Member of the Nova Scotia House of Assembly for Yarmouth
- In office 1988–1993
- Preceded by: Alex McIntosh
- Succeeded by: Richie Hubbard

Personal details
- Born: August 24, 1945 (age 80)
- Party: Progressive Conservative

= Leroy Legere =

Canadian politician

Joseph Leroy Legere (born August 24, 1945) is a Canadian politician. He represented the electoral district of Yarmouth in the Nova Scotia House of Assembly from 1988 to 1993. He was a member of the Progressive Conservative Party of Nova Scotia.

==Early life==
Legere is the son of Felton Legere, a former Member of Parliament, and Etta Surette.

==Political career==
Legere was elected in the 1988 election, defeating former Liberal MLA Fraser Mooney by 341 votes in the Yarmouth riding.
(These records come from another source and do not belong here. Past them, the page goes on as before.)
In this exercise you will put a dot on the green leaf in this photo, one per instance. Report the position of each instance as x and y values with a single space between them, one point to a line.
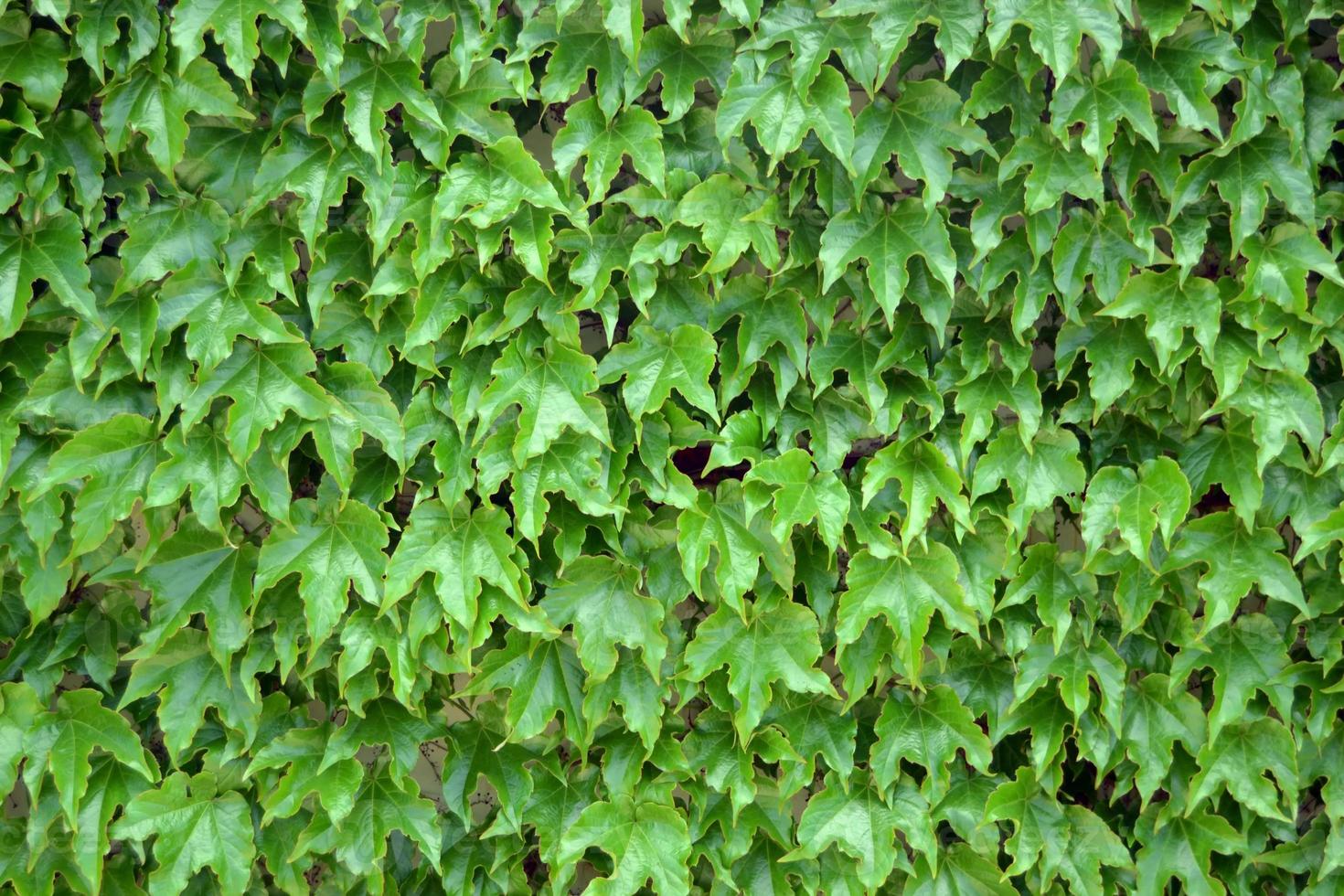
905 590
334 547
194 827
774 641
887 238
1237 560
600 598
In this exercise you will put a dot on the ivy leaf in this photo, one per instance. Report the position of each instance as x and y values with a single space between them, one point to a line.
117 457
371 82
603 143
1156 718
1098 102
1180 847
463 549
1156 497
1169 306
1057 28
655 363
1050 470
926 730
491 187
65 738
906 590
51 251
926 480
800 496
774 641
887 238
1240 759
863 824
234 26
1243 175
334 547
783 116
921 128
1237 560
551 389
682 65
154 102
194 827
601 600
543 678
645 837
263 382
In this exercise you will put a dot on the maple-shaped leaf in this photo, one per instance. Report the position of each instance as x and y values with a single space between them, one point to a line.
371 82
463 549
551 387
742 543
35 60
1055 581
921 128
543 677
1137 503
1238 762
1169 306
1277 402
644 835
905 590
332 547
1054 168
1156 718
197 571
1237 559
729 220
477 752
1057 28
116 457
654 363
812 39
262 382
234 27
311 166
1075 663
682 65
1049 470
926 481
600 598
588 133
188 681
926 730
1180 847
60 741
1280 263
862 819
1098 101
491 186
887 238
1246 656
774 641
192 827
1243 175
798 496
783 116
50 251
300 753
154 102
385 804
383 723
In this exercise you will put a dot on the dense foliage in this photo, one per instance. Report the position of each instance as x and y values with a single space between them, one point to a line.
750 446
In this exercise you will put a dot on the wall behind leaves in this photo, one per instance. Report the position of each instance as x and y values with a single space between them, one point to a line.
755 446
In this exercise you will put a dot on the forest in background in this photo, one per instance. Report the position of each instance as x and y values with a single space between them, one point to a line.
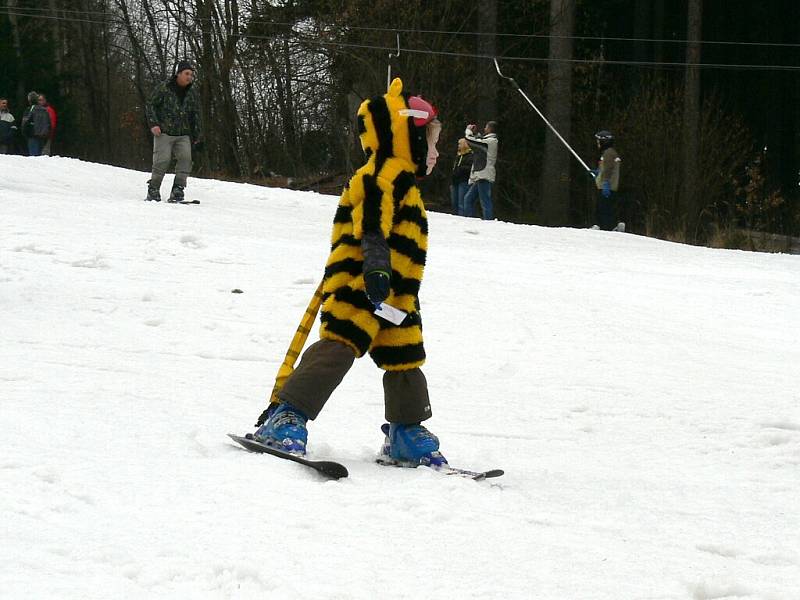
708 151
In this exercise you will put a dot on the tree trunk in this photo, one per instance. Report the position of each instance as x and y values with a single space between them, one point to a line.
12 18
691 200
557 159
642 30
487 46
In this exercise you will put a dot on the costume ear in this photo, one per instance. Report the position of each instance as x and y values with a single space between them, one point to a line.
396 88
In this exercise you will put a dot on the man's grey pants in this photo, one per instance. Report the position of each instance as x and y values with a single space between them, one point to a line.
163 148
324 365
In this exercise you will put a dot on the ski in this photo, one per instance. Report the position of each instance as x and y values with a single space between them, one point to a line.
330 469
444 470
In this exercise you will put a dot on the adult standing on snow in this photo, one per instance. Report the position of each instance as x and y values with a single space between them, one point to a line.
35 125
173 114
379 245
48 146
7 127
459 181
607 182
483 174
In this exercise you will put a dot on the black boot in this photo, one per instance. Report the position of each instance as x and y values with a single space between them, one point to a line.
153 193
176 195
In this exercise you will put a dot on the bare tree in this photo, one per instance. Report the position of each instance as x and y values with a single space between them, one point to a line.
557 161
691 120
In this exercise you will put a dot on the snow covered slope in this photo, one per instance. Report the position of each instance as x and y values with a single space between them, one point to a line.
642 397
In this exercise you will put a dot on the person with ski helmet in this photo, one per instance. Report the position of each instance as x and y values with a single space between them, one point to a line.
607 182
378 249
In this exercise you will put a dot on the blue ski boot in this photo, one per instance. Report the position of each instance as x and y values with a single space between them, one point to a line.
410 446
285 430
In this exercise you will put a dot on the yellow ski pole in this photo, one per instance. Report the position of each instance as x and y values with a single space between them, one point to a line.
295 348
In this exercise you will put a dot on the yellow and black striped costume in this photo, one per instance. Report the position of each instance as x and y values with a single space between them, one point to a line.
381 197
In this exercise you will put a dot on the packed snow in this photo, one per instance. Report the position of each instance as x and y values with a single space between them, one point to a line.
642 397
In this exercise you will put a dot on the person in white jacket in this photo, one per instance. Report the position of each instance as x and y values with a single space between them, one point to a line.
482 176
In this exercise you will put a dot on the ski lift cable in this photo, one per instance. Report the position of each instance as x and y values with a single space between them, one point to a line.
640 64
548 123
33 10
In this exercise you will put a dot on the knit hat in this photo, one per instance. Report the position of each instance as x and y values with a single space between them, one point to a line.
183 65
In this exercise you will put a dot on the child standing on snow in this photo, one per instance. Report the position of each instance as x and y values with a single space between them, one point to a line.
379 244
607 182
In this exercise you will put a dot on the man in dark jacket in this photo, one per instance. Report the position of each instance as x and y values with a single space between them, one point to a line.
36 125
481 179
7 127
173 114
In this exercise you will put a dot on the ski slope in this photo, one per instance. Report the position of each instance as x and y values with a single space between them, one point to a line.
641 396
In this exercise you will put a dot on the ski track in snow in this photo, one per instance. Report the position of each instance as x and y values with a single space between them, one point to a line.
641 396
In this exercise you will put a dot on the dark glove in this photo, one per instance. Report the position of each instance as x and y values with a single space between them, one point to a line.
378 284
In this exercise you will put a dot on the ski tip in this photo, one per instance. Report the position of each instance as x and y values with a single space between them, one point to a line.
332 469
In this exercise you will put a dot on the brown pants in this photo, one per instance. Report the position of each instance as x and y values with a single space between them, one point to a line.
324 365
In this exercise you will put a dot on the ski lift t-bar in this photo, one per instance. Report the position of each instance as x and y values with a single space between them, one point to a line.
389 68
553 129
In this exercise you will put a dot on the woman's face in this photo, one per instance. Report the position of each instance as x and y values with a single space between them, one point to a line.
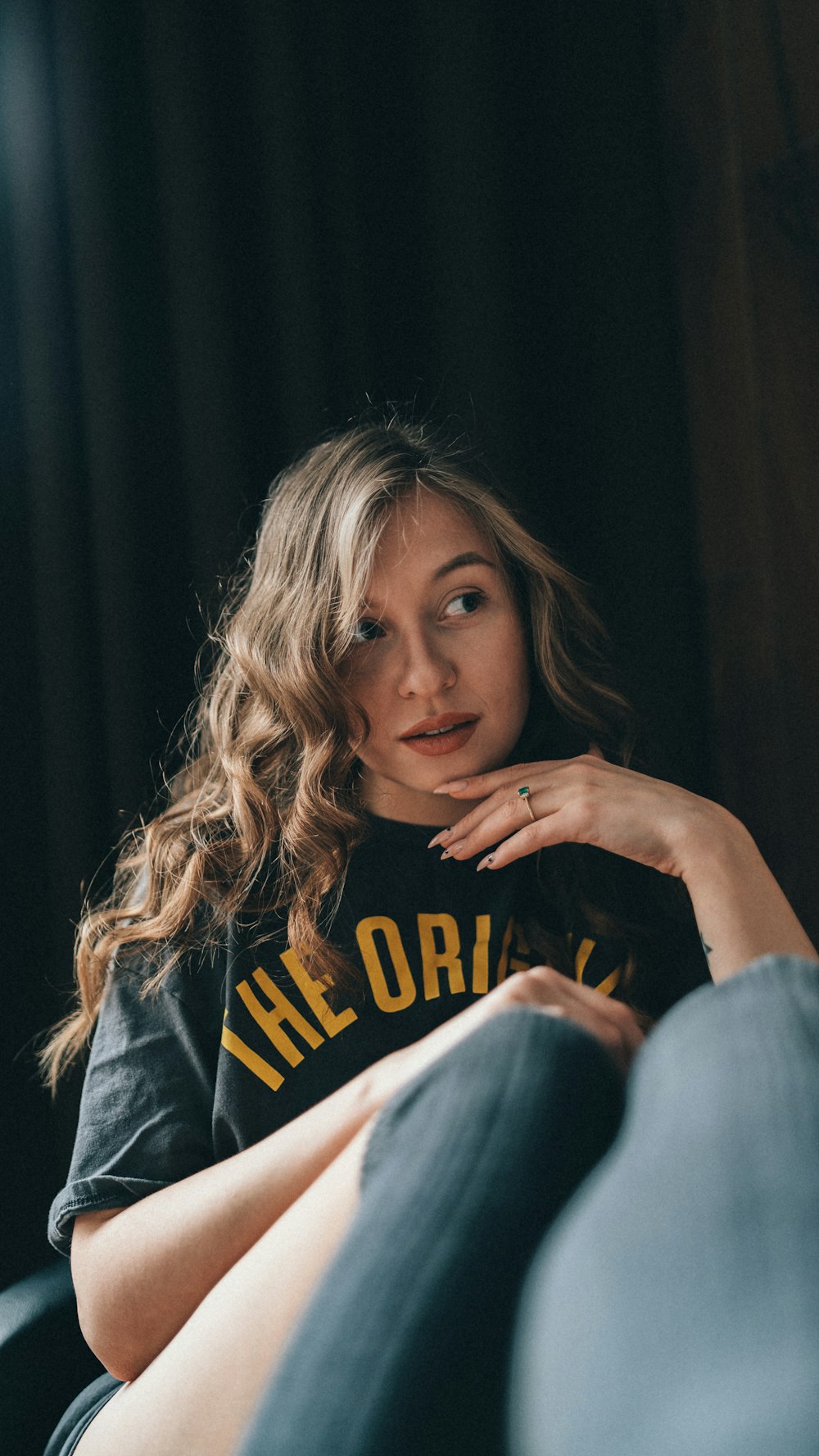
441 664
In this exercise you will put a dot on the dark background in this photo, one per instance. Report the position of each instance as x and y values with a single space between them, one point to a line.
226 228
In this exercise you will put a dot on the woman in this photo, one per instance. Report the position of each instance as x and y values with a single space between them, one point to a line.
408 692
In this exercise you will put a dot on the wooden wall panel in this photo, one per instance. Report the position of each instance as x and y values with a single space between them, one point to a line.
740 82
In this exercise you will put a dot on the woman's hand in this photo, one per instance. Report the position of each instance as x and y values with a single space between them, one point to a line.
541 989
740 907
584 801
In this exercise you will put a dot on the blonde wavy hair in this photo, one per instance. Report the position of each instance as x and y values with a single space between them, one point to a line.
265 813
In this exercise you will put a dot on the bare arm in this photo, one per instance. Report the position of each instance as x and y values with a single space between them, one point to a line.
740 907
740 910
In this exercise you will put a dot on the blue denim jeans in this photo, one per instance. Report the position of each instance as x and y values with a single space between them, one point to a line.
547 1261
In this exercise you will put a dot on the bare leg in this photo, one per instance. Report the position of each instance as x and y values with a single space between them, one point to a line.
201 1390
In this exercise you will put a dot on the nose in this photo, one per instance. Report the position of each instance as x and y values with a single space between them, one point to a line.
425 667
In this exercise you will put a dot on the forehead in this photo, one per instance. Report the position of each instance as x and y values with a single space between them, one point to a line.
421 533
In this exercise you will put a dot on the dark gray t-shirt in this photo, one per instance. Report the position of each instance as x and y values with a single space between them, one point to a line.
236 1044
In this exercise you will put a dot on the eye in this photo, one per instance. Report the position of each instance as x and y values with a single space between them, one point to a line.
464 603
367 631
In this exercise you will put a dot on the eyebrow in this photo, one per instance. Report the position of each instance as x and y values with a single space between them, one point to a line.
468 558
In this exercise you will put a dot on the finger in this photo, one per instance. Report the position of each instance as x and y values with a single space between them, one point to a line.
489 823
611 1023
549 829
485 783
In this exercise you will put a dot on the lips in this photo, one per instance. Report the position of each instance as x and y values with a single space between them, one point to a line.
438 725
447 733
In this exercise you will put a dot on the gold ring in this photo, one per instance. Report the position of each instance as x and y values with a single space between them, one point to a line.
524 796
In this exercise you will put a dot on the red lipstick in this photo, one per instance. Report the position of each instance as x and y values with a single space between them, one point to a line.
446 733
He served in the Executive Council of Nova Scotia as Minister of Labour and Minister of Fisheries. He was Minister of Labour at the time of the Westray Mine disaster. His department was responsible for safety at the mine, and Legere faced criticism over his handling of the disaster. He was removed as Minister of Labour in November 1992, but kept the fisheries portfolio. In the 1993 election, he was defeated by Liberal Richie Hubbard.

==After politics==
Following his defeat, he returned to the education field, and served as one of the two directors of schools for the Southwest
Regional School Board. In June 2000, the Government of Nova Scotia divided the Southwest Regional School Board into two district boards, and Legere was named the chief executive officer for both the new Tri-County District School Board and the new South Shore District School Board. He also served as Regional Education Officer for the Nova Scotia Department of Education. In April 2013, Legere was appointed to the federal government's Social Security Tribunal, which handles all EI, Social Security and Canada Pension Plan appeals.